- Edge of Appalachia Preserve, Adams County, Ohio
- Interactive map of Edge of Appalachia Preserve
- Location: Adams County, Ohio
- Area: 20,000 acres (8,100 ha)
- Established: 1959
- Governing body: The Nature Conservancy, Cincinnati Museum Center

= Edge of Appalachia Preserve =

Protected area in Ohio, United States

Edge of Appalachia Preserve, also known as Richard and Lucile Durrell Edge of Appalachia Preserve System or simply The Edge, is a series of ten adjacent nature preserves located along the Appalachian Escarpment in Adams County, Ohio. Four of the ten preserves, Lynx Prairie, Buzzardroost Rock, Red Rock and The Wilderness, are National Natural Landmarks. The Preserve is owned and operated by The Nature Conservancy and Cincinnati Museum Center. It is the largest privately owned nature preserve in Ohio.

== History ==
The area encompassing the Edge of Appalachia Preserve was first studied by ecologist Emma Lucy Braun in the 1920s. However, it was not until 1959 when the Nature Conservancy purchased 42 acres (170,000 m^{2}) near Lynx, Ohio that the Edge of Appalachia Preserve was created and established as a protected preserve.

== Biodiversity ==
The Edge of Appalachia Preserve is among the most biologically assorted areas in the Midwestern United States. The preserve is predominantly wooded with over 13,000 acres (53 km^{2}) of forestland. Over 100 rare species of animals and plants are found within the preserve. The Edge of Appalachia Preserve contains 30 ecological communities, eight of which are classified as rare throughout the world. Among its rare plants are the Canby's mountain lover and the northern white cedar. The Edge of Appalachia Preserve is also home to the rare green salamander and Allegheny woodrat. Over 1,200 plant species grow in the preserve.

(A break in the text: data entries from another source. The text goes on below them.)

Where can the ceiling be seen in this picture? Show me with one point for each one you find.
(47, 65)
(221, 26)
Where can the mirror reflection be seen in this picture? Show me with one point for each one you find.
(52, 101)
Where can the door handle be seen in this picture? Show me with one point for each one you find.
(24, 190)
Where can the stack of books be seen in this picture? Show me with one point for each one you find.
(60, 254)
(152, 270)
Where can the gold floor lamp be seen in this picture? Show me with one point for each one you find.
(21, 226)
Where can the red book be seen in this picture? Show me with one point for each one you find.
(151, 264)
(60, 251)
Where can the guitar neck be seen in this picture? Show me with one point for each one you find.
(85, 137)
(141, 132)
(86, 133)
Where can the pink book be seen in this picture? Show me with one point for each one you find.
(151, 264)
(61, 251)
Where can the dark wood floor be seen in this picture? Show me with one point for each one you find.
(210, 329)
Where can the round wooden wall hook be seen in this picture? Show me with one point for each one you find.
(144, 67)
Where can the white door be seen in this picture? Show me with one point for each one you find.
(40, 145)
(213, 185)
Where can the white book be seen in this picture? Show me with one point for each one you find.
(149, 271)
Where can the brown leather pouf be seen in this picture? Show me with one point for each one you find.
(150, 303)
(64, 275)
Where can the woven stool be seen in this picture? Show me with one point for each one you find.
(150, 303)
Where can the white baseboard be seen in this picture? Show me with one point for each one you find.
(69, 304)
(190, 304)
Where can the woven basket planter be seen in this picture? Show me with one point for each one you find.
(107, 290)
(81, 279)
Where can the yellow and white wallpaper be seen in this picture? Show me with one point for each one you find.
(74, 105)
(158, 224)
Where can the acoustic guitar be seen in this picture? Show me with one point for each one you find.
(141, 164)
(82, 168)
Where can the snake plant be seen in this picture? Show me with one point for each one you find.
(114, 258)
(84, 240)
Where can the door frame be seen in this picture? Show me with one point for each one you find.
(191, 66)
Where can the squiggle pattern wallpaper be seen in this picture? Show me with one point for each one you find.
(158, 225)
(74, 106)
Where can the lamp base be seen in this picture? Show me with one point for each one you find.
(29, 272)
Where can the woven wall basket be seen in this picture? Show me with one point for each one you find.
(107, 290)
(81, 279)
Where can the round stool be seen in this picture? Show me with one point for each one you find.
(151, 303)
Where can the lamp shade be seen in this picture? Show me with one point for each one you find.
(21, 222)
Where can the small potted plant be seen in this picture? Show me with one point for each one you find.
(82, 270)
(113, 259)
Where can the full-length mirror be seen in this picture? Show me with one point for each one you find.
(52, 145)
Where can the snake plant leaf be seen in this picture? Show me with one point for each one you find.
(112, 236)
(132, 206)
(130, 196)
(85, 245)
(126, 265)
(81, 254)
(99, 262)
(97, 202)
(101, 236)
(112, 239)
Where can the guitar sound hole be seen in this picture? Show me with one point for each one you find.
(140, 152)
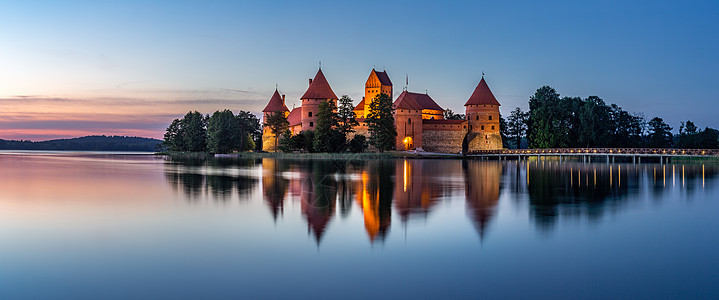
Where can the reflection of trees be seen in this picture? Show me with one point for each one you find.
(374, 195)
(318, 196)
(420, 184)
(482, 191)
(577, 190)
(195, 176)
(274, 186)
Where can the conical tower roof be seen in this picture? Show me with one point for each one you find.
(482, 95)
(406, 101)
(275, 104)
(319, 88)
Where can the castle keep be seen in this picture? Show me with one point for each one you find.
(419, 120)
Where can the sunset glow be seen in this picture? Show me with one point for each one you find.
(76, 68)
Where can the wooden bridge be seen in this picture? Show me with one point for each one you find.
(596, 154)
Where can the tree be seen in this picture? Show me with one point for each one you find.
(517, 126)
(195, 131)
(380, 122)
(450, 115)
(593, 128)
(346, 115)
(660, 135)
(252, 133)
(548, 124)
(277, 122)
(223, 132)
(328, 138)
(187, 134)
(173, 137)
(358, 143)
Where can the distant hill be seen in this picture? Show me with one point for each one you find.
(88, 143)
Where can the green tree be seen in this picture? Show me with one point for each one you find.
(328, 138)
(517, 126)
(549, 118)
(660, 135)
(380, 122)
(173, 137)
(593, 128)
(277, 122)
(223, 132)
(187, 134)
(626, 130)
(346, 115)
(358, 143)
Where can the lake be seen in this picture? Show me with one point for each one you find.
(121, 226)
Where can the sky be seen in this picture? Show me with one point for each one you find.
(75, 68)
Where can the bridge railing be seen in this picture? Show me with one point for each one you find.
(597, 151)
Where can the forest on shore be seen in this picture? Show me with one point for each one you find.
(87, 143)
(572, 122)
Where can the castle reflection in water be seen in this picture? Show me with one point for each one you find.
(412, 189)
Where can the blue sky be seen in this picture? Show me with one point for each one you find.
(74, 67)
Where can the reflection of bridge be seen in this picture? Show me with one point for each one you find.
(597, 153)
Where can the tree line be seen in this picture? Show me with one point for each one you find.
(334, 127)
(560, 122)
(222, 132)
(87, 143)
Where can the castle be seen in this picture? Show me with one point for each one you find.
(419, 120)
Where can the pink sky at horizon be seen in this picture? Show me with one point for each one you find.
(39, 118)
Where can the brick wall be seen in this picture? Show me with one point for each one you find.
(446, 141)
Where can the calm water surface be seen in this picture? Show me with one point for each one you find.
(93, 226)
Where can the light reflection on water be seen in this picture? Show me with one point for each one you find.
(142, 226)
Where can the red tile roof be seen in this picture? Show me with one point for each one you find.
(425, 101)
(360, 106)
(482, 95)
(406, 101)
(275, 104)
(295, 117)
(383, 77)
(443, 121)
(319, 88)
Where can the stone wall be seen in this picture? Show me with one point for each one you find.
(484, 141)
(445, 141)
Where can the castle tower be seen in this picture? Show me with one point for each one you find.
(408, 121)
(277, 103)
(377, 83)
(319, 90)
(482, 111)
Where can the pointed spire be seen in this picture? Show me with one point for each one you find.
(482, 95)
(319, 88)
(276, 103)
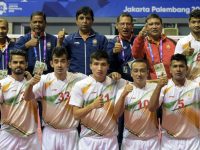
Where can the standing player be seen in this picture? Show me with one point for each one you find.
(54, 89)
(180, 99)
(190, 45)
(6, 44)
(93, 99)
(140, 125)
(18, 116)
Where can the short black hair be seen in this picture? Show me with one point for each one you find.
(4, 20)
(18, 52)
(99, 54)
(139, 60)
(85, 10)
(153, 16)
(59, 51)
(38, 13)
(179, 57)
(195, 14)
(125, 14)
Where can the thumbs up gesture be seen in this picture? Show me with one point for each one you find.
(128, 88)
(144, 31)
(118, 47)
(61, 36)
(188, 50)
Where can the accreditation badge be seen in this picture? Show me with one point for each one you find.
(3, 74)
(198, 57)
(125, 69)
(39, 67)
(160, 70)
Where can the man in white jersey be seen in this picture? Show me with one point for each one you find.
(54, 89)
(180, 99)
(93, 99)
(18, 116)
(190, 45)
(140, 125)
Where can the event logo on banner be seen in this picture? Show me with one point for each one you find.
(3, 8)
(101, 8)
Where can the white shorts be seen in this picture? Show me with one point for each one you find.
(170, 143)
(9, 141)
(57, 139)
(139, 144)
(98, 143)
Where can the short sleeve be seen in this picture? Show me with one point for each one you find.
(77, 98)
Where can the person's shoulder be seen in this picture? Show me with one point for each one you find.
(191, 83)
(26, 36)
(6, 81)
(50, 35)
(47, 77)
(84, 82)
(184, 39)
(168, 39)
(77, 76)
(151, 85)
(97, 34)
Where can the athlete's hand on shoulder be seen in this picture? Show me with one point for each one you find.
(33, 42)
(35, 79)
(162, 81)
(115, 75)
(98, 103)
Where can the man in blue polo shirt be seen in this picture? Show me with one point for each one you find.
(6, 44)
(82, 43)
(37, 43)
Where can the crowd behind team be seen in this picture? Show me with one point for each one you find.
(82, 91)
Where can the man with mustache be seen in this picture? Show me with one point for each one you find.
(140, 125)
(18, 116)
(119, 50)
(38, 44)
(155, 47)
(190, 45)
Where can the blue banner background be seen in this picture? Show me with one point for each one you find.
(102, 8)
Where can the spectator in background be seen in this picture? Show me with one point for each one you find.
(82, 43)
(38, 44)
(5, 46)
(190, 45)
(119, 48)
(93, 100)
(18, 117)
(154, 46)
(54, 89)
(141, 126)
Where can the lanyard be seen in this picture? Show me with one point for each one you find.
(160, 51)
(122, 52)
(40, 53)
(4, 60)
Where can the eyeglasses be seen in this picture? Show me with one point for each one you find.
(123, 24)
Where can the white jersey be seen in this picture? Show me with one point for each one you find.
(192, 61)
(138, 120)
(55, 95)
(181, 109)
(99, 121)
(17, 115)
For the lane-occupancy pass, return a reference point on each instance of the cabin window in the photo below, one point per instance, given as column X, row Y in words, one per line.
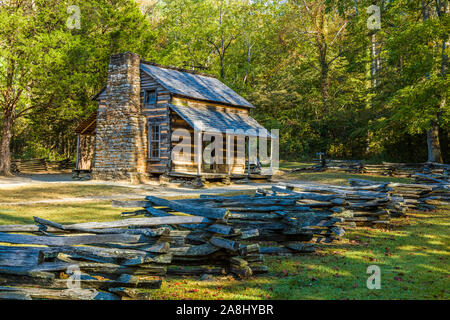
column 154, row 140
column 150, row 97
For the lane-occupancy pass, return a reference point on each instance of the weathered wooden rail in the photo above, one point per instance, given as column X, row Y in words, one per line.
column 386, row 168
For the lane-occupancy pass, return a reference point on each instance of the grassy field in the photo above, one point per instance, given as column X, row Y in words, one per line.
column 413, row 256
column 58, row 191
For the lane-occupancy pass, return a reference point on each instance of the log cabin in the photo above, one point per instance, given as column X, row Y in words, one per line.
column 142, row 108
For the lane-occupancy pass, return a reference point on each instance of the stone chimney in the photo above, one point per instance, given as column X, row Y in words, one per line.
column 120, row 133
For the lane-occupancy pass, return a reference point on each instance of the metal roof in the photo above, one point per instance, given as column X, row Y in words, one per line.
column 195, row 86
column 212, row 121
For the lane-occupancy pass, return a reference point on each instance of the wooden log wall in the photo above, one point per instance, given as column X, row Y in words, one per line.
column 158, row 114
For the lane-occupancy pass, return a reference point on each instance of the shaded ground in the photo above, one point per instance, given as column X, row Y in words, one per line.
column 413, row 255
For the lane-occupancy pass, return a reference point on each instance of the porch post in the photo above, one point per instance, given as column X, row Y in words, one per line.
column 248, row 151
column 271, row 155
column 199, row 153
column 78, row 152
column 230, row 153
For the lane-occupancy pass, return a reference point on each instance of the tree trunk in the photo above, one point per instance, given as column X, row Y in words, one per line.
column 324, row 81
column 434, row 147
column 5, row 153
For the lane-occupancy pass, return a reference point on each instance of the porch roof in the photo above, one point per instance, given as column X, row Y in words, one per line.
column 213, row 121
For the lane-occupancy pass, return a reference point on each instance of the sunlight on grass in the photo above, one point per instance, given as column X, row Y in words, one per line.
column 413, row 255
column 59, row 191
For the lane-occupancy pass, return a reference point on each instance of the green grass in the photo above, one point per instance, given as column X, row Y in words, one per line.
column 58, row 191
column 61, row 213
column 413, row 256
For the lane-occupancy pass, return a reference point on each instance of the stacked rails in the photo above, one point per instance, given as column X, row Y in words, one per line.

The preserve has over 27 miles of hiking on five trails, including Buzzardroost Rock Trail, the Wilderness Trail, and the Lynx Prairie Trail.

==Buzzardroost Rock Trail==

View from Buzzard Roost Rock, Edge of Appalachia Preserve, Adams County, Ohio.

Panoramic view from Buzzard Roost Rock, Edge of Appalachia Preserve, Adams County, Ohio.

Buzzardroost Rock Trail, also known as Christian and Emma Goetz Buzzardroost Rock Trail, is a hiking trail in the preserve in Adams County, Ohio. It is located in the Appalachian Mountains and has a length of 2.2 mi. It is part of the Buzzard Roost Nature Reserve.

At the end of the trail is a viewing point and boards with information about the trail.